Lawmakers question security clearance whistleblower » A career White House official claims members of President Trump’s administration gained security clearances despite troubling information in their past. WORLD Radio’s Leigh Jones has more.
LEIGH JONES, REPORTER: The problems ranged from fears of foreign influence to drug use and criminal conduct.
Tricia Newbold made those claims in a letter sent to the House Oversight and Reform Committee. Democratic Congressman Elijah Cummings, the committee’s chairman, released Newbold’s letter on Monday.
Newbold has worked for the government for 18 years. She says at least 25 Trump administration officials got clearances after initial rejections. Only two still work for the administration.
The Oversight Committee is already investigating how Trump’s son-in-law Jared Kushner, former national security adviser Michael Flynn, and former White House aide Rob Porter got their clearances.
Cummings plans to subpoena Newbold’s former boss, White House personnel security director Carl Kline, to testify before the committee.
For WORLD Radio, I’m Leigh Jones.
British lawmakers reject Brexit alternatives » AUDIO: We won’t go, we won’t go down without a fight…fight…Stop Brexit.
Protesters rallied outside Parliament in London on Monday as British lawmakers again tried to reach a consensus on Brexit. All four proposals failed, inching the U.K. closer to exiting the European Union without a deal.
Conservative MP Kenneth Clarke chastised his fellow lawmakers for falling into what many say would be a disaster for Britain’s economy.

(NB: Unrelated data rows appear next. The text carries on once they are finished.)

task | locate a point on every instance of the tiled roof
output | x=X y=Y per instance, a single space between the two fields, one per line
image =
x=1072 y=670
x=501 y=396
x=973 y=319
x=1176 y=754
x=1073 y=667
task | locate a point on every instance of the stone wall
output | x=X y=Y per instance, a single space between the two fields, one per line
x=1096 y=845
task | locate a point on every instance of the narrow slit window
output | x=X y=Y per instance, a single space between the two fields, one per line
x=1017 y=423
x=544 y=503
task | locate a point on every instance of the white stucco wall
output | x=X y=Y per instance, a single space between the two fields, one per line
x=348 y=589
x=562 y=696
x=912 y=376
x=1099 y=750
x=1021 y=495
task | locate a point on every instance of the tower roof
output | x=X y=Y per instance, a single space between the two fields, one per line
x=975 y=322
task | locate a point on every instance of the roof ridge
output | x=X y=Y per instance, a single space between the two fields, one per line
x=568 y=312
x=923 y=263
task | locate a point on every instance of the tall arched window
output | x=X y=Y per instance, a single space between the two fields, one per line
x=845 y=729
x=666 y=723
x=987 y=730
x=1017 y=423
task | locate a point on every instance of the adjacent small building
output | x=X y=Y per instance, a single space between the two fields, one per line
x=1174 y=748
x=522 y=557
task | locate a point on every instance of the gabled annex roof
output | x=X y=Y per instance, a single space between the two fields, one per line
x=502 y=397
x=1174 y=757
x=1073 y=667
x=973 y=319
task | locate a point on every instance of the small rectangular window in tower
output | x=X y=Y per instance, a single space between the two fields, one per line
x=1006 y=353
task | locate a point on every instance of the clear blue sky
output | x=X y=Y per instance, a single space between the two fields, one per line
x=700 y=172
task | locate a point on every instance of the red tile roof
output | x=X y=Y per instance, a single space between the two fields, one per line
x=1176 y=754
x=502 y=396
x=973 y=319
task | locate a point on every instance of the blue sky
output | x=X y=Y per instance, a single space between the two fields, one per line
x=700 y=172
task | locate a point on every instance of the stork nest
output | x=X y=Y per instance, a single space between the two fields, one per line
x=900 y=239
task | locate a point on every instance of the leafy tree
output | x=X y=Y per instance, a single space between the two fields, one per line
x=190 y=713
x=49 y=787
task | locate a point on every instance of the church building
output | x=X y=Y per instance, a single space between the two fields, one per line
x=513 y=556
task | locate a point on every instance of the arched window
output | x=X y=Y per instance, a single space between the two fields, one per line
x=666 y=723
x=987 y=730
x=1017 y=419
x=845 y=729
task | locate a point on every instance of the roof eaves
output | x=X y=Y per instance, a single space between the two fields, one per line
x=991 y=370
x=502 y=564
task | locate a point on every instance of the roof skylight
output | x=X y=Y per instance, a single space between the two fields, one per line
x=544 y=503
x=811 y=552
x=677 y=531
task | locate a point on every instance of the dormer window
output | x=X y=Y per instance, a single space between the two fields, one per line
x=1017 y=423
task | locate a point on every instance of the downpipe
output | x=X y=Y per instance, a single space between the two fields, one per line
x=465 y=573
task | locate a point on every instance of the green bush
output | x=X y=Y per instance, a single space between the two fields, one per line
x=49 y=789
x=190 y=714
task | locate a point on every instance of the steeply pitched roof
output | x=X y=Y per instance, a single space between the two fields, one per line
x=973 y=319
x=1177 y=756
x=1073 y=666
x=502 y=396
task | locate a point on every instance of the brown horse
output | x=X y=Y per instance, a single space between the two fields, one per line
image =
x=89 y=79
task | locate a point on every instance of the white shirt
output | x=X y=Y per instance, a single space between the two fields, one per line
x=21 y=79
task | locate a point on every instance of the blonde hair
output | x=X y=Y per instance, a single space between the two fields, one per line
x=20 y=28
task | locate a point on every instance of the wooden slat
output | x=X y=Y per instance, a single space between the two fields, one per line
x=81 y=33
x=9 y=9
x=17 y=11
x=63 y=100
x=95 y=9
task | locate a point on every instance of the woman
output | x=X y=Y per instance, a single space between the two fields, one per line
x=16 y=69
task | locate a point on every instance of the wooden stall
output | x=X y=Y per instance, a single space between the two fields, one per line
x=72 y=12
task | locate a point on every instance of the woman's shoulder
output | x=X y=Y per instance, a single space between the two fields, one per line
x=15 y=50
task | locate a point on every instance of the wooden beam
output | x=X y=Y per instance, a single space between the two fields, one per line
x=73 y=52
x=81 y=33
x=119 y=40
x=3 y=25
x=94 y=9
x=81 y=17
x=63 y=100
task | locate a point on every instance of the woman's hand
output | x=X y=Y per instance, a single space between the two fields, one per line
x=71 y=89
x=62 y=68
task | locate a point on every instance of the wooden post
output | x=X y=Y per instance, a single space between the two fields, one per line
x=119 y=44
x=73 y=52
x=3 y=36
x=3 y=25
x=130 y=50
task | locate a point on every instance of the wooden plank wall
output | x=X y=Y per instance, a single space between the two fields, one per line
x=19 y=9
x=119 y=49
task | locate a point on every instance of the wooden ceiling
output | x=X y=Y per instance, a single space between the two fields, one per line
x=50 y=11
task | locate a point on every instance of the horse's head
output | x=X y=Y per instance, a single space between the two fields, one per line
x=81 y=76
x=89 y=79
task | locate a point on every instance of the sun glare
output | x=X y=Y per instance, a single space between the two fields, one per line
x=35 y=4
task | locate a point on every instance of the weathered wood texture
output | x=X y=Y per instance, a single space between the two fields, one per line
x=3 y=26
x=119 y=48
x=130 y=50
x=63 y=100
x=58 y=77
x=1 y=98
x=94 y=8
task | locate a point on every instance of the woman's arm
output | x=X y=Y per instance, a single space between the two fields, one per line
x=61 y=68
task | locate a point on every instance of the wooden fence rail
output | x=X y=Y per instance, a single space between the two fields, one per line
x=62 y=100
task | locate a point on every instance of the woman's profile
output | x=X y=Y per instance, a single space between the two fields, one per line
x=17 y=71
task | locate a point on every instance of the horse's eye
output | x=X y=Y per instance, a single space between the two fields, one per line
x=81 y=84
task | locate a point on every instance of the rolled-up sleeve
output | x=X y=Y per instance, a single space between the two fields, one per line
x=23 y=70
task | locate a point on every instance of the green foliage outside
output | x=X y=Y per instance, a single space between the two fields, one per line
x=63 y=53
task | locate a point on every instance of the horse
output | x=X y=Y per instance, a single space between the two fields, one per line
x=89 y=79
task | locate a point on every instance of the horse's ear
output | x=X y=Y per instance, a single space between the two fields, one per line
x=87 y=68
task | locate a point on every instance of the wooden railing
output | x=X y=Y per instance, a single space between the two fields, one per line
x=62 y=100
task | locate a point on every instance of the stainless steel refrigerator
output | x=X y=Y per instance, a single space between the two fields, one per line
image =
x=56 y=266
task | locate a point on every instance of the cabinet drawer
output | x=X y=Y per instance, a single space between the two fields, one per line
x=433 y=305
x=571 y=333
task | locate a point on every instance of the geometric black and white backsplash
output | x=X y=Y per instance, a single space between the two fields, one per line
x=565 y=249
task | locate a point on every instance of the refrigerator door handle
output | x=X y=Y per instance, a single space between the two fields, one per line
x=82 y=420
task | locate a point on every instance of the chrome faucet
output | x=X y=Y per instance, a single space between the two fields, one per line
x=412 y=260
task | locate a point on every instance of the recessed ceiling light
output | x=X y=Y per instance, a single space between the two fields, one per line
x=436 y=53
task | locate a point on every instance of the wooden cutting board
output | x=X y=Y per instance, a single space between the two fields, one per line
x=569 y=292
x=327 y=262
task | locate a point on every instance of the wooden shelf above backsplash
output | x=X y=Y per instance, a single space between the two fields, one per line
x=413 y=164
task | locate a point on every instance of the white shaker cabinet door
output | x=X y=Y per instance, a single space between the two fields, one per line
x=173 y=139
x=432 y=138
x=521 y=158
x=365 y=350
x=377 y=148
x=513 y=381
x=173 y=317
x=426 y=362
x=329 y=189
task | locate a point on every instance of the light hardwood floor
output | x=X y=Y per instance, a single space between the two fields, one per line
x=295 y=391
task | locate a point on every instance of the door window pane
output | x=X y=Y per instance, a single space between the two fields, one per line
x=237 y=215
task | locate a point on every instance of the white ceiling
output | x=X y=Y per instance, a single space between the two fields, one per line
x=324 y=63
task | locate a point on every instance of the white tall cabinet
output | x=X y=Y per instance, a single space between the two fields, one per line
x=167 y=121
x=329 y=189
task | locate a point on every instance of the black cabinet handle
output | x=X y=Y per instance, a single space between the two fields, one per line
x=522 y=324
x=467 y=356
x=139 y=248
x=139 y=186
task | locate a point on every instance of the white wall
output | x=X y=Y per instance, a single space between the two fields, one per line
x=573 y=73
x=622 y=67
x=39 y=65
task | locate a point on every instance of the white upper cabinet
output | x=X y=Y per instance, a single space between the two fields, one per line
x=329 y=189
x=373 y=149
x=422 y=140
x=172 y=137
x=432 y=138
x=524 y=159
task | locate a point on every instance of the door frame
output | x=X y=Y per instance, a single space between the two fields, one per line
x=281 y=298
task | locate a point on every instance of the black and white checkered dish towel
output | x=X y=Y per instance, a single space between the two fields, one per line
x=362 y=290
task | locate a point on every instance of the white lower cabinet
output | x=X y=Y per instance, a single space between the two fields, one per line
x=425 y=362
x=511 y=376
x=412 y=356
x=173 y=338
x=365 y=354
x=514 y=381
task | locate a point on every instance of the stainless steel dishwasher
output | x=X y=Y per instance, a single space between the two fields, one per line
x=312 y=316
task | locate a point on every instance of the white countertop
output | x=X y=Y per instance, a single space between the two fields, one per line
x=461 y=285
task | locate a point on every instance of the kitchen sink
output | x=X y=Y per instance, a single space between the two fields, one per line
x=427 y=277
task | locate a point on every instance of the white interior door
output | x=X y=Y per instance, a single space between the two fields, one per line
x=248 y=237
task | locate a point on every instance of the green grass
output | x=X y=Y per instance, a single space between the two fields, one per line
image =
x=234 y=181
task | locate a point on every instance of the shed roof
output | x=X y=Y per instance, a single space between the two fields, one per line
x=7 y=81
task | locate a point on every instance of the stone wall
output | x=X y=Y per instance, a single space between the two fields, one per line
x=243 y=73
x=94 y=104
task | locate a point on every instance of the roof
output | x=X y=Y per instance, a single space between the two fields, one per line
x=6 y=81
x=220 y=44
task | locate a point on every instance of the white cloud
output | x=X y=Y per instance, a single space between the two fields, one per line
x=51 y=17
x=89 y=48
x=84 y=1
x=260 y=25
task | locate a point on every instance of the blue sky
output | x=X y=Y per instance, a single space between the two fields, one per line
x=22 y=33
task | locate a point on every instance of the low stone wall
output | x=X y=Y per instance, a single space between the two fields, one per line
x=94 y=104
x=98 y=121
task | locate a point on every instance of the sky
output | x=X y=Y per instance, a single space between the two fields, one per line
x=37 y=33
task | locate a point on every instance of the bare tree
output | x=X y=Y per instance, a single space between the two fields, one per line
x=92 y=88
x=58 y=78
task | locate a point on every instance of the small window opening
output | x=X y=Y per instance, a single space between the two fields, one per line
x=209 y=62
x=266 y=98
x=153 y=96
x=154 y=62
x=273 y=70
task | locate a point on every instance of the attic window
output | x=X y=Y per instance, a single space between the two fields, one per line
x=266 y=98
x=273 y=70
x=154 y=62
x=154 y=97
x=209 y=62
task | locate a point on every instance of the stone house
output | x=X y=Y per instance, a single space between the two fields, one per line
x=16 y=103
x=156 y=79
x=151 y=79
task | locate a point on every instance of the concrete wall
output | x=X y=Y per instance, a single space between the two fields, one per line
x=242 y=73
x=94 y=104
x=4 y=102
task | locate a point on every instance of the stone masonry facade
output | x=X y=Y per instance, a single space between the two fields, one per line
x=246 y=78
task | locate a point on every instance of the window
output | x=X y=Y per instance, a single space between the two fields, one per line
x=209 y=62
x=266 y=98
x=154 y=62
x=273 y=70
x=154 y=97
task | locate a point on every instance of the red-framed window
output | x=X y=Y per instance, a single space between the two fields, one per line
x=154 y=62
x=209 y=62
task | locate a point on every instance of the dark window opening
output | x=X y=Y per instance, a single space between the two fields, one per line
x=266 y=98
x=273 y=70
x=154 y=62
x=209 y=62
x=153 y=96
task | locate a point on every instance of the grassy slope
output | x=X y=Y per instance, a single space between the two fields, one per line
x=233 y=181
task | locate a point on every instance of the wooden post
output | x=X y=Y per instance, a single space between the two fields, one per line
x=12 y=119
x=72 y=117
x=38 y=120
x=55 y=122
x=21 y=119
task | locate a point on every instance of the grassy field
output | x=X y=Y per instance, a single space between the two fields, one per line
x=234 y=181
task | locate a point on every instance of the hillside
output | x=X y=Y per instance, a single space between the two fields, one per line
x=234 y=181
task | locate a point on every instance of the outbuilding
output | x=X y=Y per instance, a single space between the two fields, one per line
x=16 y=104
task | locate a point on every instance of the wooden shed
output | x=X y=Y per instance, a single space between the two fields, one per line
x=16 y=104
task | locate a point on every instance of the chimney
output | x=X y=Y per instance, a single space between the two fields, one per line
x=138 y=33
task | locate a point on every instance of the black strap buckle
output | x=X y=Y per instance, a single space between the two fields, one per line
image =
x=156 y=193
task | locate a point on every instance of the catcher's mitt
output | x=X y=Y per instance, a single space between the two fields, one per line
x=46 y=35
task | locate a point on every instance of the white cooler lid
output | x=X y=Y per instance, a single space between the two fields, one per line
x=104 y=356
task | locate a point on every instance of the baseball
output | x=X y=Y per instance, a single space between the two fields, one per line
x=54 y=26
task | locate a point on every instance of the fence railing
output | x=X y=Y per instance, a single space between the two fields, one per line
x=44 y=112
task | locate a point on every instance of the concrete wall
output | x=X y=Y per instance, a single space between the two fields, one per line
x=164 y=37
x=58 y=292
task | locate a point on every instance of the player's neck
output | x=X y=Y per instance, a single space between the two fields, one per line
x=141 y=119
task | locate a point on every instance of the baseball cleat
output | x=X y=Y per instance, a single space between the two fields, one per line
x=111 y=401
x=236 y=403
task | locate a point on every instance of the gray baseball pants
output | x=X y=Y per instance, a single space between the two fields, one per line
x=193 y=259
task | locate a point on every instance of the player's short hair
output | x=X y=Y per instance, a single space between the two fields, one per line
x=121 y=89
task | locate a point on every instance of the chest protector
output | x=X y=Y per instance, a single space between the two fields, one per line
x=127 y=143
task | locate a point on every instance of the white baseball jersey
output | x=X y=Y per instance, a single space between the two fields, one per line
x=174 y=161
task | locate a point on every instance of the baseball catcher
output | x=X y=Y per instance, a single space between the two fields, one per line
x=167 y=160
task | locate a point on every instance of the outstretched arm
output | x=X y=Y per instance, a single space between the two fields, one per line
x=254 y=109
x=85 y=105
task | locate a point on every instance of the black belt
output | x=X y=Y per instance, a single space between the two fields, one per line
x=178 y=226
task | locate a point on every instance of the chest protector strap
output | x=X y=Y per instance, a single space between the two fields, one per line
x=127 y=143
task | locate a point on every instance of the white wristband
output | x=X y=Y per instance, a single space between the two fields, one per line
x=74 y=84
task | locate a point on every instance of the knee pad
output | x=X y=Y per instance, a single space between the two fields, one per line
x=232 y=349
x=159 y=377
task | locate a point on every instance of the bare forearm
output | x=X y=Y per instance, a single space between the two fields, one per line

CLARKE: We must avoid no-deal occuring in a fortnight’s time simply because the House of Commons couldn’t agree on anything, by default.
After Monday’s failed vote, Prime Minister Theresa May said she would again seek consensus for the plan she negotiated with the European Union last year. The House of Commons has already rejected it three times.
May’s Cabinet will meet today to discuss options. Britain is due to leave the EU on April 12th without an agreement.
SCOTUS rejects Daleiden case » The Supreme Court on Monday declined to hear a case brought by pro-life activist David Daleiden. WORLD Radio’s Kristen Flavin has that story.
KRISTEN FLAVIN, REPORTER: David Daleiden spent several years posing as a fetal tissue trader to gather evidence of illegal activity. As part of his undercover operation, he attended the annual National Abortion Federation conventions in 2014 and 2015.
During those events, Daleiden secretly recorded videos of Planned Parenthood workers discussing the illegal fetal tissue trade and late-term abortion procedures.
Planned Parenthood and the National Abortion Federation filed suit in 2015. Daleiden claimed he was working as an undercover journalist protected by the First Amendment.
Lower courts disagreed and said racketeering and other claims against Daleiden and his Center for Medical Progress could proceed. Monday’s Supreme Court ruling upholds that decision.
For WORLD Radio, I’m Kristen Flavin.